Margaret Beaufort: Patron of Learning

Chapter 1: Supporter of Universities

Lady Margaret’s longest lasting achievement is probably her establishment of two Cambridge colleges. University colleges were foundations that brought together both monks and secular priests to study, debate and, most importantly, pray for the souls of their benefactors.

Margaret was not the first royal patron of colleges at Oxford or Cambridge or even the first woman to support the universities. Previous noble women had been closely involved with both universities – Lady Elizabeth de Clare in the foundation of Clare College Cambridge and Marie de Vallance, Countess of Pembroke in that of the eponymous College at Oxford. More recently the Lancastrian and Yorkist Queens, Marguerite of Anjou, Elizabeth Woodville and Anne Neville had contributed to Queens’ College, Cambridge.

Her association with the universities which were largely devoted to the training of theologians, the vast majority of whom took holy orders, seems to have begun in the mid-1490s. In 1494 she requested Oxford to release one of its fellows, Maurice Westbury, to enter her household to teach the young men in her wardship – these pupils may have included Sir Nicholas Vaux and his stepson, and later brother-in-law, Sir Thomas Parr.

In 1494 there are also records of her lending money to scholars and maintaining at least two.

Initially Margaret showed an interest in both Oxford and Cambridge. She endowed a professional Lectureship of Divinity at both universities, both of which continue to this day, under the name the Lady Margaret Professorship.

Originally the lectureships were to be maintained out of the lands granted by Margaret and Henry VII’s to their planned chantry at St George’s Windsor, however their interest in St George’s declined as plans for a Royal mausoleum were transferred to Westminster Abbey. The grants given to Westminster were earmarked to provide funds for the professorships.

In a break with tradition however the University lectureships were given their own legal personae. The result of this was that the Universities would be able to sue the Westminster foundation should it fail to provide the agreed emoluments. Until these arrangements were finalised, Margaret supported the lectureships from her own pocket.

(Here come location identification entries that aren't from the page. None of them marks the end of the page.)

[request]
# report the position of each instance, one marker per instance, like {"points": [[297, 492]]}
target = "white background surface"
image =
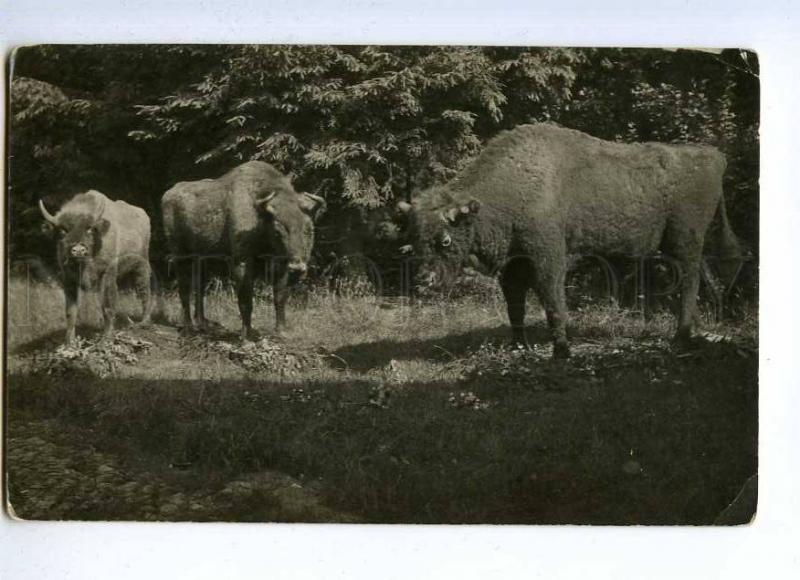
{"points": [[769, 548]]}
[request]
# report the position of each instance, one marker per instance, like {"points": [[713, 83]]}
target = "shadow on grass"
{"points": [[365, 356], [626, 451]]}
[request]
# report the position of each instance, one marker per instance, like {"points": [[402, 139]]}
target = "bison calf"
{"points": [[540, 193], [100, 241], [252, 211]]}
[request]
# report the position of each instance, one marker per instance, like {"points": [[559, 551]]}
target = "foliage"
{"points": [[363, 126]]}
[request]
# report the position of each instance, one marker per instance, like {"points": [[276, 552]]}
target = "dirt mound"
{"points": [[99, 357], [262, 356]]}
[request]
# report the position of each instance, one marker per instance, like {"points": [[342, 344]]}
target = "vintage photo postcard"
{"points": [[382, 284]]}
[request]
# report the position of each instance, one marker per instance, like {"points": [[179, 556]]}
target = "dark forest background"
{"points": [[363, 126]]}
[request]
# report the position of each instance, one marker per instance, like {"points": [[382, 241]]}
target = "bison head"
{"points": [[442, 237], [291, 218], [78, 228]]}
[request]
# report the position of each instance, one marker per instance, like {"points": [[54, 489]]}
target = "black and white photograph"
{"points": [[382, 284]]}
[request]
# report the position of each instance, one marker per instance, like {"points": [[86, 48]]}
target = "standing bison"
{"points": [[251, 211], [539, 193], [100, 241]]}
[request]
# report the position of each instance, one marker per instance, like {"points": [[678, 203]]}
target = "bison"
{"points": [[540, 193], [251, 211], [100, 242]]}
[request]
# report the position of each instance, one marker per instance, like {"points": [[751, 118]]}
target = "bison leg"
{"points": [[243, 276], [514, 291], [71, 296], [686, 248], [689, 288], [550, 280], [143, 290], [280, 291], [184, 269], [108, 290], [200, 319]]}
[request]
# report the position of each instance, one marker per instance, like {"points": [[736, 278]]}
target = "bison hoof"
{"points": [[560, 350], [250, 335]]}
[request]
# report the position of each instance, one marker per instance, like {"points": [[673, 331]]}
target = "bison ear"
{"points": [[313, 205], [102, 226], [268, 209], [469, 209], [48, 229]]}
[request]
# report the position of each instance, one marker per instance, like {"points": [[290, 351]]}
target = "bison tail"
{"points": [[724, 248]]}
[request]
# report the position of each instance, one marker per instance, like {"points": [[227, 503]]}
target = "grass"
{"points": [[628, 431]]}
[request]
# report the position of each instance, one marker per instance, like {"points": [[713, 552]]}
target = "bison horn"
{"points": [[101, 206], [313, 204], [47, 215]]}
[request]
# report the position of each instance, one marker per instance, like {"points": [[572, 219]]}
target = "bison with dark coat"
{"points": [[100, 241], [252, 211], [540, 193]]}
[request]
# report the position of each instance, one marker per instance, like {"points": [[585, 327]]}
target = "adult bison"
{"points": [[539, 193], [251, 211], [99, 242]]}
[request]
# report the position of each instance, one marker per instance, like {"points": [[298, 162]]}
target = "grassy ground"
{"points": [[370, 410]]}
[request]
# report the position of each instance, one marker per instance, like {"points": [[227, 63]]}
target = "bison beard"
{"points": [[540, 193], [250, 212], [100, 241]]}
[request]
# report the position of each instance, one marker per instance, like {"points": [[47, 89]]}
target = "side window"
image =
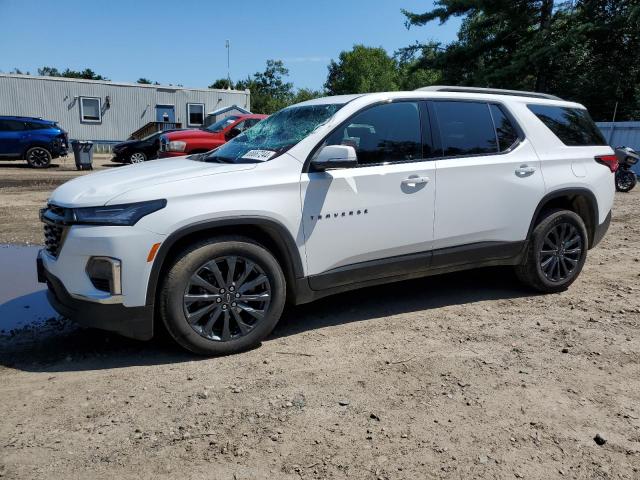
{"points": [[573, 126], [466, 128], [506, 132], [384, 133], [11, 126], [35, 126]]}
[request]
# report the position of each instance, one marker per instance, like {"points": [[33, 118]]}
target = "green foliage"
{"points": [[585, 50], [221, 84], [87, 73], [269, 90], [362, 70]]}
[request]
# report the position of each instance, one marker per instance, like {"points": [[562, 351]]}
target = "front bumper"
{"points": [[132, 322]]}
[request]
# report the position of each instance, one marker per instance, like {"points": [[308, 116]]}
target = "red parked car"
{"points": [[187, 142]]}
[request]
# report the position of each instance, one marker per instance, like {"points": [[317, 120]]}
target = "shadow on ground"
{"points": [[74, 349]]}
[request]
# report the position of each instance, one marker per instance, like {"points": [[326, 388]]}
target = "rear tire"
{"points": [[222, 295], [137, 157], [556, 252], [38, 157]]}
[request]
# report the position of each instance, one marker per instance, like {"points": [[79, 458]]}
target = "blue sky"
{"points": [[183, 42]]}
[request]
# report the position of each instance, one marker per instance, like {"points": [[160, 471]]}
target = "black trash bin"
{"points": [[83, 154]]}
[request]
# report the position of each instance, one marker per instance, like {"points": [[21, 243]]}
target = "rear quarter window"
{"points": [[573, 126]]}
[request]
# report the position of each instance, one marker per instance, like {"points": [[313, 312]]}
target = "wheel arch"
{"points": [[268, 232], [582, 201], [38, 143]]}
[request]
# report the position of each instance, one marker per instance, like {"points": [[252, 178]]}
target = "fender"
{"points": [[268, 225], [592, 203]]}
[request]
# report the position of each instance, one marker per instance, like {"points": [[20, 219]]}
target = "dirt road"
{"points": [[461, 376]]}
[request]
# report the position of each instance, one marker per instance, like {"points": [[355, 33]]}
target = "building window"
{"points": [[195, 114], [90, 109]]}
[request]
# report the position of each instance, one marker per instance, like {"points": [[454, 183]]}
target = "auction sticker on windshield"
{"points": [[261, 155]]}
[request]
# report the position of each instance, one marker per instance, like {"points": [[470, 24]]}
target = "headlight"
{"points": [[128, 214], [176, 146]]}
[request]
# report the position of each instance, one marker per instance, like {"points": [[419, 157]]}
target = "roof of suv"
{"points": [[25, 119], [437, 91]]}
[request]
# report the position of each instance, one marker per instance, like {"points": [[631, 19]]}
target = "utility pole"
{"points": [[228, 46]]}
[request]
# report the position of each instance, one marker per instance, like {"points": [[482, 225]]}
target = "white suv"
{"points": [[325, 196]]}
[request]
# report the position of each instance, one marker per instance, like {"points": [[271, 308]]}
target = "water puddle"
{"points": [[23, 301]]}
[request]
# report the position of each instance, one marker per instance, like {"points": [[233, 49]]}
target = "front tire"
{"points": [[556, 252], [38, 157], [222, 296]]}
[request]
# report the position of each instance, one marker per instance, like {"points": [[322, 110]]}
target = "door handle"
{"points": [[525, 170], [413, 181]]}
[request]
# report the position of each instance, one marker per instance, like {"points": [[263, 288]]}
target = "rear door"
{"points": [[12, 137], [380, 210], [489, 179]]}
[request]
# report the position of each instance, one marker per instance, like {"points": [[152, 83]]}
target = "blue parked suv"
{"points": [[35, 140]]}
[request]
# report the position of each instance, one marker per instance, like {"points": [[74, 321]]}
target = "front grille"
{"points": [[55, 221], [53, 238]]}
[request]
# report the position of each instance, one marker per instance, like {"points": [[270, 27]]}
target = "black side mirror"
{"points": [[335, 156], [233, 133]]}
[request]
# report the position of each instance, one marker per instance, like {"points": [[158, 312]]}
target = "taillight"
{"points": [[610, 161]]}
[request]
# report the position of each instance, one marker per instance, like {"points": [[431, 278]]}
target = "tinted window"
{"points": [[37, 126], [11, 126], [384, 133], [466, 128], [573, 126], [506, 132]]}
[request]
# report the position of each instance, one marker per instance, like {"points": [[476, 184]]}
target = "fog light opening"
{"points": [[105, 274]]}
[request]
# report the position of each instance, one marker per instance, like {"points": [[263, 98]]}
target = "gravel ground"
{"points": [[460, 376]]}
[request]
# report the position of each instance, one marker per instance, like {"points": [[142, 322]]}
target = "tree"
{"points": [[362, 70], [269, 90], [87, 73], [221, 84], [585, 50]]}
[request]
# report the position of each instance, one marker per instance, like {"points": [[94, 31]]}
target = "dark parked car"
{"points": [[35, 140], [138, 151]]}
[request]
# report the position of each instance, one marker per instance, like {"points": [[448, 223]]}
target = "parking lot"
{"points": [[466, 375]]}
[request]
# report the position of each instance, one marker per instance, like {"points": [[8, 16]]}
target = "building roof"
{"points": [[118, 84]]}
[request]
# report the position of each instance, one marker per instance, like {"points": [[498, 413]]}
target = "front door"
{"points": [[12, 137], [365, 219], [165, 113]]}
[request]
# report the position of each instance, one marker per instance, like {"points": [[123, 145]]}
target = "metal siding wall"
{"points": [[131, 107]]}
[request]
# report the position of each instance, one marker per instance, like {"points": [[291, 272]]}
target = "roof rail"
{"points": [[491, 91]]}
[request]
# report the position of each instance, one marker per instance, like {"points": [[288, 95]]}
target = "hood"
{"points": [[193, 133], [99, 188]]}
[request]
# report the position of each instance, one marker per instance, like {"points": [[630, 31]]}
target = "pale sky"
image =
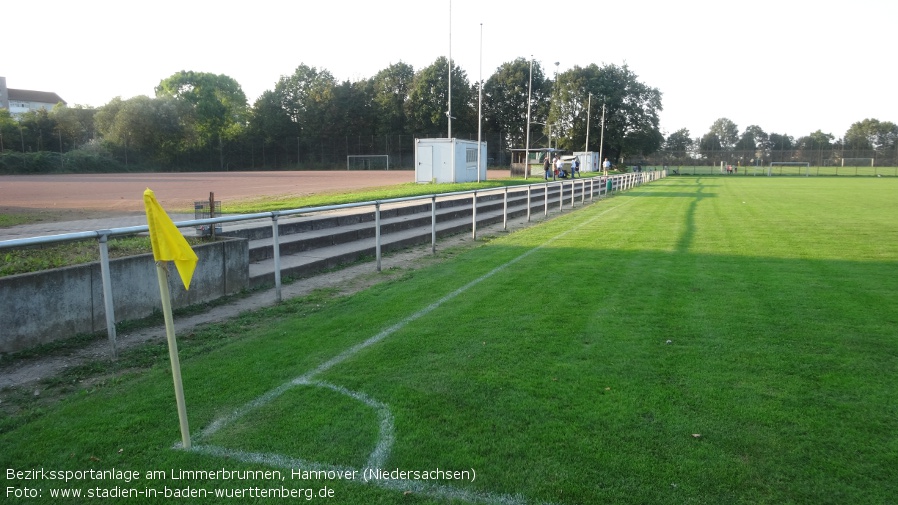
{"points": [[789, 66]]}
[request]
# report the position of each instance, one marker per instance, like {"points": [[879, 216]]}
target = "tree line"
{"points": [[869, 138], [202, 121]]}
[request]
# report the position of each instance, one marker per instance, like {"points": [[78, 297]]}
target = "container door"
{"points": [[424, 170]]}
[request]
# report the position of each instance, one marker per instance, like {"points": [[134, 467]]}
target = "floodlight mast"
{"points": [[480, 104], [588, 110], [602, 141], [527, 146], [449, 112]]}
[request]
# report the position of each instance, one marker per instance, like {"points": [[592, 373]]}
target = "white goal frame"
{"points": [[857, 165], [807, 165], [365, 158]]}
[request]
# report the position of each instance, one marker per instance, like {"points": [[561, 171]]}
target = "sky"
{"points": [[789, 66]]}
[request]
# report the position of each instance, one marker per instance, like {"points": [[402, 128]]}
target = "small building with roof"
{"points": [[20, 101]]}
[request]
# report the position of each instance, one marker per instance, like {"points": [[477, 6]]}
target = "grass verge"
{"points": [[702, 340]]}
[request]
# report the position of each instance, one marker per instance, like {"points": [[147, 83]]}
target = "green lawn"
{"points": [[695, 340]]}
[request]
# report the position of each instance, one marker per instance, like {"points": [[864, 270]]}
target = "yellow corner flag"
{"points": [[168, 243]]}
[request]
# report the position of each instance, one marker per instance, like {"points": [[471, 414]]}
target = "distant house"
{"points": [[20, 101]]}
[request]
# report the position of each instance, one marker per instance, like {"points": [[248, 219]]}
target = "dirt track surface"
{"points": [[71, 196], [124, 192]]}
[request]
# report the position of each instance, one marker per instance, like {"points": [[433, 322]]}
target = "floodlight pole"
{"points": [[527, 146], [449, 112], [588, 110], [480, 105], [602, 142]]}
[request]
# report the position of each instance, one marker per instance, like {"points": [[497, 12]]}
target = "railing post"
{"points": [[505, 210], [276, 255], [377, 233], [107, 292], [529, 187], [433, 224], [560, 196], [474, 216]]}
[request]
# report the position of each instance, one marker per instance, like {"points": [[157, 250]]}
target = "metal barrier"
{"points": [[608, 186]]}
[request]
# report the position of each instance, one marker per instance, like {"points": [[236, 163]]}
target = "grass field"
{"points": [[790, 170], [696, 340]]}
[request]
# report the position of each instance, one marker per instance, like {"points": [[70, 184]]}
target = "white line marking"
{"points": [[380, 454]]}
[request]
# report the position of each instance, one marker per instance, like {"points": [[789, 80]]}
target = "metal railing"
{"points": [[606, 186]]}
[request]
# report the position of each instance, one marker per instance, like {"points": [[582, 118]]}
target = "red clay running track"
{"points": [[124, 192]]}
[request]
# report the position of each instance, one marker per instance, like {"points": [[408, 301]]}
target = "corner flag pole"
{"points": [[162, 274], [169, 245]]}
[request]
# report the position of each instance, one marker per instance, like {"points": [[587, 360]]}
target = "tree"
{"points": [[217, 103], [631, 110], [505, 96], [872, 134], [144, 128], [390, 90], [679, 144], [727, 133], [815, 141], [710, 147], [427, 105], [75, 125]]}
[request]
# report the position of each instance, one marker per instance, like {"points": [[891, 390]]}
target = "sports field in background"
{"points": [[694, 340]]}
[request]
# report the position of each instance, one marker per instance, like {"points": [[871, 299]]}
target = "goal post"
{"points": [[806, 165], [368, 162]]}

In 1498 the lecturers were Dr Smyth at Cambridge and Dr Wills at Oxford. Following the formal inauguration of the positions the first Lady Margaret Professor at Cambridge was her confessor and close associate, John Fisher. Fisher influenced Margaret from the moment they met and he worked closely with her in her schemes for Cambridge. He was appointed Bishop of Rochester in 1504 with Henry VII asking his mother’s confirmation that she was happy for him to be offered the appointment. The Oxford Lecturer was Dr John Roper. Each of these lecturers was to give an hour’s lecture on every day when lectures customarily took place during the University terms.

In addition to the lectureships, Margaret also founded a University Preachership at Cambridge. The preacher, who should preferably be a Doctor of Theology, was to be chosen every three years by the Chancellor of the University. Ideally he was also to be a Fellow of one of the colleges. His job was to preach six sermons a year, including an annual one at St Paul’s Cross. Of course there are no free lunches or lectures and the quid pro quo was that the souls of Margaret, her husbands, ancestors and descendants were all to be prayed for.

By the end of the century, her main focus was on Cambridge. This is probably because her new confessor John Fisher, was a Cambridge man.